When it was all over and the book had been signed, the whole company emerged again into the windy daylight.

It had cleared up a bit, the wind was harrying the clouds like an angry dog, a shred of blue sky suddenly appeared over their heads.

‘Happy is the bride whom the sun shines on!’ cried Lauretta gaily.

And sure enough, a chilly radiance came spilling down from the heavens, spilling palely over them as they stood. The half-stripped trees bent and strained and swung above them. It was Lauretta’s great moment. Her triumph. But the wedding guests had a sense of flatness as they moved off in groups, back to their cars. The wedding had been, for no very definable reason, something of a fiasco. A chilly sort of affair.

And the wedding-breakfast, or the lunch-party, or what ever you like to call it, with its cold lobster mayonnaise and coldly gleaming, pale wines, was not much better. Although it was all so expensive and conscientiously festal. Everyone felt secretly a little relieved when it was over.

And then the good-byes had to be got through. All the women kissed Anna. She had changed into her travelling clothes, and stood with Matthew at the front door, all in brown, looking rather like one of the lost brown leaves that were blowing about everywhere.
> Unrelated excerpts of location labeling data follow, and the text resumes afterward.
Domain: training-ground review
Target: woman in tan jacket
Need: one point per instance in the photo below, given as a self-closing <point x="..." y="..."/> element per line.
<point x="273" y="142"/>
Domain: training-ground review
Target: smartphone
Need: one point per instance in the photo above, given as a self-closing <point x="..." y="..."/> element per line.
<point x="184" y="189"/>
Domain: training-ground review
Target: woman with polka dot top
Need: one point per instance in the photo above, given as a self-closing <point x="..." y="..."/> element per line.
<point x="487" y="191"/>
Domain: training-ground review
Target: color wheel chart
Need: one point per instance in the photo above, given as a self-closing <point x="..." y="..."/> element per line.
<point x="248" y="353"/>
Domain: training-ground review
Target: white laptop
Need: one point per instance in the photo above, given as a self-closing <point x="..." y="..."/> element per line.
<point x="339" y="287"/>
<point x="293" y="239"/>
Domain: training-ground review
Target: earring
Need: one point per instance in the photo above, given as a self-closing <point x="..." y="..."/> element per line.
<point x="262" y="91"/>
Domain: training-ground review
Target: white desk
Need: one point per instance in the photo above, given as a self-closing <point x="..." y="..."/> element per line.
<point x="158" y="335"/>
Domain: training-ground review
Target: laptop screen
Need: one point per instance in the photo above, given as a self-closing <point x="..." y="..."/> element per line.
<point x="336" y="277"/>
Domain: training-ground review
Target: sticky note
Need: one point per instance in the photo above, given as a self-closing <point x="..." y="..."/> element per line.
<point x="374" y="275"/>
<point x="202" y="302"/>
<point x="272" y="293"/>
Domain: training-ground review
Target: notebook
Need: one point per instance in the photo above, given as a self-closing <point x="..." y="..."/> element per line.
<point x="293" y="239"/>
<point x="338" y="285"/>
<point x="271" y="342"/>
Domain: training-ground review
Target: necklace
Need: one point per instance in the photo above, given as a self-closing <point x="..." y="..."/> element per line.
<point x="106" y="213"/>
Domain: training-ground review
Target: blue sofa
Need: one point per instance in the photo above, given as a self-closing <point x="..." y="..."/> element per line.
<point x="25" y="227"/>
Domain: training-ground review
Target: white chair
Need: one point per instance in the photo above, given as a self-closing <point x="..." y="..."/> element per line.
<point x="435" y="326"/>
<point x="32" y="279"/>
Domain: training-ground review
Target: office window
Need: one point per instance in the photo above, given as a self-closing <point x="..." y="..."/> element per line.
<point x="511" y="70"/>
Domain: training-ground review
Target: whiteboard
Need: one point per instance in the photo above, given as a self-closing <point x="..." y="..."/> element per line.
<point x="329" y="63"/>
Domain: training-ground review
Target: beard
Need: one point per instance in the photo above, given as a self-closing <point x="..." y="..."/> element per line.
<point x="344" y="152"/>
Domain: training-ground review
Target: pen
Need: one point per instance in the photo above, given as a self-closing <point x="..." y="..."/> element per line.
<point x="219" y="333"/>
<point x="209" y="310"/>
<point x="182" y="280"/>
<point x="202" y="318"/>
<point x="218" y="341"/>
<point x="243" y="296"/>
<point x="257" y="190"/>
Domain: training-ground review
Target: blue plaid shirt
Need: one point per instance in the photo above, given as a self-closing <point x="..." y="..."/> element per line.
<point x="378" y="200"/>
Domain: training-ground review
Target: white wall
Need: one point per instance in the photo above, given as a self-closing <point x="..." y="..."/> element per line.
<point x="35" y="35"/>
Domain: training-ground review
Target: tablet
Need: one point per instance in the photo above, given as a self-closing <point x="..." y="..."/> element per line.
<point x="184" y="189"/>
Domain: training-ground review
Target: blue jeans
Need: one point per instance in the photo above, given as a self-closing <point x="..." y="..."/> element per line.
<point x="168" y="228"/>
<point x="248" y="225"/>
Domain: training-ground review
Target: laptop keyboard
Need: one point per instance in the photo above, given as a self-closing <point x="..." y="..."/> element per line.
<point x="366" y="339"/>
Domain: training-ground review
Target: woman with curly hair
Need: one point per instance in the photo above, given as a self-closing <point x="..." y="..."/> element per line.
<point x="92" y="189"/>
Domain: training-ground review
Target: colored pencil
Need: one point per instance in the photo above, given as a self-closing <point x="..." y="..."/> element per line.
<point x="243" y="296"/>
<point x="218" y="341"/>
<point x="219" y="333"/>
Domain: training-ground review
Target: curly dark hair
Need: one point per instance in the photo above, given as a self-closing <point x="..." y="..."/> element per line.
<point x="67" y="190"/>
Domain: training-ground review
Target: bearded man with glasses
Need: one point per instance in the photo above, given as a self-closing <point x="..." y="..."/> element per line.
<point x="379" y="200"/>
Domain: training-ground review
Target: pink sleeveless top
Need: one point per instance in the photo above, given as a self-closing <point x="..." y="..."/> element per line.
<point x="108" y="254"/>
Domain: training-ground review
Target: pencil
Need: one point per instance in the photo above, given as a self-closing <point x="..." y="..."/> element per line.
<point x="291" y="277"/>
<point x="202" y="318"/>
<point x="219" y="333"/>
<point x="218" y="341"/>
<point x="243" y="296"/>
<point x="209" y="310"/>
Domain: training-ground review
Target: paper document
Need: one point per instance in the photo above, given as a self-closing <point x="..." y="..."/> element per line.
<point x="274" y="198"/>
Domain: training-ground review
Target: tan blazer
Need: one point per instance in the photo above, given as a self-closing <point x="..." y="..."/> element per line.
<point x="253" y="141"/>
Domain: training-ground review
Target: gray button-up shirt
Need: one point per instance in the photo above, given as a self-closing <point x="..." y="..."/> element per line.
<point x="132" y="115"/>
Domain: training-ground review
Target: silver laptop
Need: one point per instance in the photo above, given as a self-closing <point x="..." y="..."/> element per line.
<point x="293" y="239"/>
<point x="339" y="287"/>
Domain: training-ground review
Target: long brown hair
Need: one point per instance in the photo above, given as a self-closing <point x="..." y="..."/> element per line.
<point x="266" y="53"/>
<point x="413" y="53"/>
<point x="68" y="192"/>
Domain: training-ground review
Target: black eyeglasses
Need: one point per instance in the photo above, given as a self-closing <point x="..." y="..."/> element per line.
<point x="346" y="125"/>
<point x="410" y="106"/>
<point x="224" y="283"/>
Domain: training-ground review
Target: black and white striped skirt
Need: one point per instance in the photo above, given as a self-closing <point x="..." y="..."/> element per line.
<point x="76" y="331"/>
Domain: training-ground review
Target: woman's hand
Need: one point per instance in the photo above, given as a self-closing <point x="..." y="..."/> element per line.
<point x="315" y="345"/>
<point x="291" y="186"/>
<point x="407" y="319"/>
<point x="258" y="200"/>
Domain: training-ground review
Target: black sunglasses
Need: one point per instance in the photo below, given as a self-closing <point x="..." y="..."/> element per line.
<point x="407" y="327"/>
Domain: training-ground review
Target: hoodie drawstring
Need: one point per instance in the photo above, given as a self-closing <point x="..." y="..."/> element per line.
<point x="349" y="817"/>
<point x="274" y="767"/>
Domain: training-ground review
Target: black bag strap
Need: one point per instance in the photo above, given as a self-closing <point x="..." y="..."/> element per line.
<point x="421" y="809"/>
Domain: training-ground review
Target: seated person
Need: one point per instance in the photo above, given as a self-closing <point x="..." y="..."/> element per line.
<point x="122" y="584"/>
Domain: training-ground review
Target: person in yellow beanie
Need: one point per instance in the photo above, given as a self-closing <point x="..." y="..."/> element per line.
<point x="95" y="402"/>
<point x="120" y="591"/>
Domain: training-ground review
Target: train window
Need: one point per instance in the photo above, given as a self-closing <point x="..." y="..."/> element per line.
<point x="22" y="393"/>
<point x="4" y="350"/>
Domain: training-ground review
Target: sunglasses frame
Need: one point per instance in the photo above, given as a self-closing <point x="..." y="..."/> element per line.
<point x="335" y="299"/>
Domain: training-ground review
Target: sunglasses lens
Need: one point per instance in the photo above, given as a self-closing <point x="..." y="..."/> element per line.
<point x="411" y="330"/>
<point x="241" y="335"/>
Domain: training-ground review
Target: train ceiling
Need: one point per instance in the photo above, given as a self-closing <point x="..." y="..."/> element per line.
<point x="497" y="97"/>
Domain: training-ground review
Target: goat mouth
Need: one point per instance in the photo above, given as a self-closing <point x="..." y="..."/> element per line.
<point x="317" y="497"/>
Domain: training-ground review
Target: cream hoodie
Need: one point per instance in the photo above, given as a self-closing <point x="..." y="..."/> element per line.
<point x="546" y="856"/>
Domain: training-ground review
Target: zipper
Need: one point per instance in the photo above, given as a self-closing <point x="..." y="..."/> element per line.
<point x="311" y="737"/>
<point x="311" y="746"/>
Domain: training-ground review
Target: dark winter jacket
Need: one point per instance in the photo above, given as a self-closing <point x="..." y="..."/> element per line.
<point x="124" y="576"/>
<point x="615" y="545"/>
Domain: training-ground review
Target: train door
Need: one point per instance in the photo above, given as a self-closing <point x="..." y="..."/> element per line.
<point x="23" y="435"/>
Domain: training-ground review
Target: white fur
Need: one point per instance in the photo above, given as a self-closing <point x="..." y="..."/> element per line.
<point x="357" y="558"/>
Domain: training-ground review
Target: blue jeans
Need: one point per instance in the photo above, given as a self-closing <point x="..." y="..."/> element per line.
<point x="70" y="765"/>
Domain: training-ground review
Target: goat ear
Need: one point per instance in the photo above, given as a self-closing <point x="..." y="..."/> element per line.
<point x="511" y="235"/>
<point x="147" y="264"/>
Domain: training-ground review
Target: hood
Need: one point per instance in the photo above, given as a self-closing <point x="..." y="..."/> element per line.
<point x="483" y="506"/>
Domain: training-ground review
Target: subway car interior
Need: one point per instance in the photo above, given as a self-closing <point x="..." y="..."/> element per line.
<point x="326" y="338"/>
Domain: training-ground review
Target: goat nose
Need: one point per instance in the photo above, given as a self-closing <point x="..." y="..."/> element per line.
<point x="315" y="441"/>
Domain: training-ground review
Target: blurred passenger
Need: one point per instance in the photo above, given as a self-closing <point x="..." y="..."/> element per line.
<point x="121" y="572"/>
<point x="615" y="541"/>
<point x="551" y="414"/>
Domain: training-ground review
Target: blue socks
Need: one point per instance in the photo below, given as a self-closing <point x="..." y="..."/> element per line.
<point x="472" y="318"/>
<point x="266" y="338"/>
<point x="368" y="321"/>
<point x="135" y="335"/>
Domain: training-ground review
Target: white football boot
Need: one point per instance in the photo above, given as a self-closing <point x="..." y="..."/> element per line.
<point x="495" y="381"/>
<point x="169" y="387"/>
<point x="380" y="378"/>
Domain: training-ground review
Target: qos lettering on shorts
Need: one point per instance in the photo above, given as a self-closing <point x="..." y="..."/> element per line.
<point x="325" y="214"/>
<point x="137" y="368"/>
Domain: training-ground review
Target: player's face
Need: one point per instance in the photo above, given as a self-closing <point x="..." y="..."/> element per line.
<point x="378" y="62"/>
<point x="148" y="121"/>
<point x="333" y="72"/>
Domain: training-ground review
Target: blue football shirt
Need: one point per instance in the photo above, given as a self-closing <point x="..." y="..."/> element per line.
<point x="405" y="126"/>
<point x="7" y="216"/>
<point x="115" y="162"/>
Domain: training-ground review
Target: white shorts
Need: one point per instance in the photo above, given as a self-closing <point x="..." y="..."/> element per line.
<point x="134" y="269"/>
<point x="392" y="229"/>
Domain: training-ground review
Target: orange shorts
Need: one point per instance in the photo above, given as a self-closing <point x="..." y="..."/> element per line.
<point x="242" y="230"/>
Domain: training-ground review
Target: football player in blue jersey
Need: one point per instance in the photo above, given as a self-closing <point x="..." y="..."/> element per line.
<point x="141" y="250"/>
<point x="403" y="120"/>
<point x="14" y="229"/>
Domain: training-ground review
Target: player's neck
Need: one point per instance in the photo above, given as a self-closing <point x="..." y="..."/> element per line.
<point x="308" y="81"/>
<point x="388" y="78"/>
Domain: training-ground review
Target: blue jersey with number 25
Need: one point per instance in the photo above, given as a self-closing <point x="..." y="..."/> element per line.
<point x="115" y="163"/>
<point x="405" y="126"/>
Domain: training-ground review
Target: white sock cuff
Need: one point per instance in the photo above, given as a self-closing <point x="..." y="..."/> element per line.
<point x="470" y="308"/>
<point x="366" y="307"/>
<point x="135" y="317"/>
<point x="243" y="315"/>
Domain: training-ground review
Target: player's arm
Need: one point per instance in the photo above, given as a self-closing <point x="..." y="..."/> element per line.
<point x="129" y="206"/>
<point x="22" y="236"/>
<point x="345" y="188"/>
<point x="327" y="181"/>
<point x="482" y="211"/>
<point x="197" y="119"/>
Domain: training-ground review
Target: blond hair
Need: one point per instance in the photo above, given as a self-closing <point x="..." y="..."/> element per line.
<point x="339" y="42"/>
There was a crowd, and a confusion of good wishes. Lauretta’s turn came last of all.

‘Good-bye!’ cried her girlish, trilling voice, for the last time. ‘Good-bye!’ She put her arms round Anna and kissed her, in her slightly theatrical way. She even managed to squeeze a tear from one of her bright eyes. There was a spark of real warmth in her heart, nevertheless.

Matthew looked on, rather obliterated. Anna stood still.

‘Come along, my dear,’ said Matthew, at the door of the car.

There was the beginning of an uncomfortable pause while everyone waited for Anna to make a move. Lauretta gave her the tiniest push. The girl went forward, gazing about with clouded, cold-grey eyes, like the sky: at one with the cold, unfriendly, uncongenial sky. For a moment she seemed quite lost. Then she got into the car and sat down. Matthew got in after her, the door banged, and they drove off in a thin keening of farewells.

They were to drive to London in a hired Daimler. Matthew did not possess a car of his own.